Developed nations have very different demographic profiles. They tend to be aging societies, with higher proportions of people in the older age brackets than in the younger. Yet the underlying problems that have ignited the insurrections in less developed nations are increasingly present in the West, too. Western youngsters face similar problems and have similar grievances to their peers in South Asia or Latin America.

Across Europe, young people are experiencing economic and political marginalisation. They are certainly finding it increasingly difficult to enter the labour market. As of February 2026, Eurostat recorded 2.9million unemployed under-25s in the European Union – which puts the youth unemployment rate at over 15 per cent. At the same time as work is becoming harder to come by, the cost of living is becoming prohibitive. The European Parliament’s youth survey found that 40 per cent of Europeans aged 16 to 30 cite rising prices as their biggest concern, with a further 31 per cent stating governments need to focus more on providing economic opportunities.

In Britain, the problems are just as acute. Between December 2025 and February 2026, 713,000 young people aged 16 to 24 were unemployed – 70,000 more than the previous year. The unemployment rate for young people at the start of the year was at 15.8 per cent, up from 14.6 per cent the year before. Add in exorbitant housing prices (the median home in England now costs nearly eight times the median annual earnings) and record levels of student debt (the average graduate leaves university with around £53,000 in debt) and you have conditions in which generational grievance and anger can easily flourish.

This is all aggravated by a rapidly declining sense of trust in the political system – a sense, in short, that it is incapable of responding to young people’s demands. The evidence is all about us. Keir Starmer is historically the most unpopular prime minister in history. And he’s just the tip of the iceberg. The consequences of successive Conservative government failures to live up manifesto promises on everything from Brexit to immigration, and the constant scandals involving both Tory and Labour administrations have cemented a perception of the political establishment as incompetent and duplicitous. This is not dissimilar to the view held by young people elsewhere of their own governments as corrupt. Indeed, Transparency International says the UK has fallen to its lowest ever corruption perception score.

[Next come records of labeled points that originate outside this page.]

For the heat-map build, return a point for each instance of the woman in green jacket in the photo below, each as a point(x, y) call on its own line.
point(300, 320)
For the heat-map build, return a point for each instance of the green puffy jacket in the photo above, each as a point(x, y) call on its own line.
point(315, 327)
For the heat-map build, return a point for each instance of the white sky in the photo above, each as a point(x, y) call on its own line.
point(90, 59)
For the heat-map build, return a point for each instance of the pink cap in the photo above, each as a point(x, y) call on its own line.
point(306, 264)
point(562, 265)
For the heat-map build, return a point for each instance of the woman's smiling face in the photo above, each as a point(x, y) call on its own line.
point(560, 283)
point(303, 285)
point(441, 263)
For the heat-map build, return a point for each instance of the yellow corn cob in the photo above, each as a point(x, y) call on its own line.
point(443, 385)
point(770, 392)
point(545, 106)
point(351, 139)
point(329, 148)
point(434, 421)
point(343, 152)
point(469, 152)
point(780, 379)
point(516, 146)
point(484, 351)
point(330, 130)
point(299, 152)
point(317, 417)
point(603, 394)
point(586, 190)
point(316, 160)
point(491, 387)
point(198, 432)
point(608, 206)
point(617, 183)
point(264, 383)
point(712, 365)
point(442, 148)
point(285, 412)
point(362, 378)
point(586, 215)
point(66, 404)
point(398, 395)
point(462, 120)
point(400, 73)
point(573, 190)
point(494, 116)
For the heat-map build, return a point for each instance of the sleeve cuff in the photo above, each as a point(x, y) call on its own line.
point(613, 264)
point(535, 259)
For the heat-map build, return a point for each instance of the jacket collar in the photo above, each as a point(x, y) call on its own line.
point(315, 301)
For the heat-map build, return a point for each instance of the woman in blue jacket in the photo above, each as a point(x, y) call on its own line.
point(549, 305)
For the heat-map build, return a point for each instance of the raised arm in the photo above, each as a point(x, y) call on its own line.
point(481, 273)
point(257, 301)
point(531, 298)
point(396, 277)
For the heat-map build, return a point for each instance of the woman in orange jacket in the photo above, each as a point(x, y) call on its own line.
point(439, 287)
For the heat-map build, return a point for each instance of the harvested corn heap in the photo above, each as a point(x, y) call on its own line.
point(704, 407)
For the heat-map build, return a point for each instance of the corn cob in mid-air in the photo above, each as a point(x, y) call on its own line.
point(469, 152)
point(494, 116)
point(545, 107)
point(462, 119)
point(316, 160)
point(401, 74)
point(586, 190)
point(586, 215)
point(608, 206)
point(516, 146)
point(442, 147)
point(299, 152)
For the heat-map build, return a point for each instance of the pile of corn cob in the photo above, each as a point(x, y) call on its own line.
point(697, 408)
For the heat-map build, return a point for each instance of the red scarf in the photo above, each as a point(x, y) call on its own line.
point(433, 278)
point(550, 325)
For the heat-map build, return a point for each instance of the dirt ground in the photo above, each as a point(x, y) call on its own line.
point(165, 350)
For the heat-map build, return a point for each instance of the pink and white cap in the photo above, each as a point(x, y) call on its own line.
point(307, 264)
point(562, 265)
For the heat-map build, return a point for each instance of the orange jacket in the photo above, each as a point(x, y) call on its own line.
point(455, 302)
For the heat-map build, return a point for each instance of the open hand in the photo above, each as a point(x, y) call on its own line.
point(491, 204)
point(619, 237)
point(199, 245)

Young Brits’ anger is certainly transforming their political outlook. As polling from Find Out Now shows, young people’s loathing of the political establishment is prompting a shift in their voting intentions. Many are now moving away from traditional party politics towards more radical solutions – 41 per cent of under-30s intend to vote for the Green Party, with Reform UK and Restore Britain both at around 10 per cent each. This more radical sentiment is reinforced by Channel 4 research from last year, which found that 47 per cent of Gen Z agreed with the statement ‘the entire way our society is organised must be radically changed through revolution’.

All that said, neither the UK nor the EU are Indonesia or Nepal. The middle-class student bodies of Cambridge or Bristol are unlikely to kickstart a street-focussed uprising. If your sensibilities are inflamed by micro-aggressions and misgendering, you are unlikely to face down riot shields and tear gas.

But something is undeniably stirring. With the looming economic consequences of the Iran War set to hit the UK and EU this summer, the actions of South Asian youngsters should serve as a loud warning shot to any Western government that thinks it can continue to ignore youth immobility and perceived elite corruption.

At best, the West may discover it has incubated a generation indifferent to the collapse of its institutions. At worst, it could face a reckoning similar to that faced by governments elsewhere.

Young people’s demands are clear. They want the opportunities and the political voice that have been denied to them for too long. The consequences of failing to respond to young people’s needs could be dire for society as a whole.

Stephen Sidney is a multimedia producer at spiked.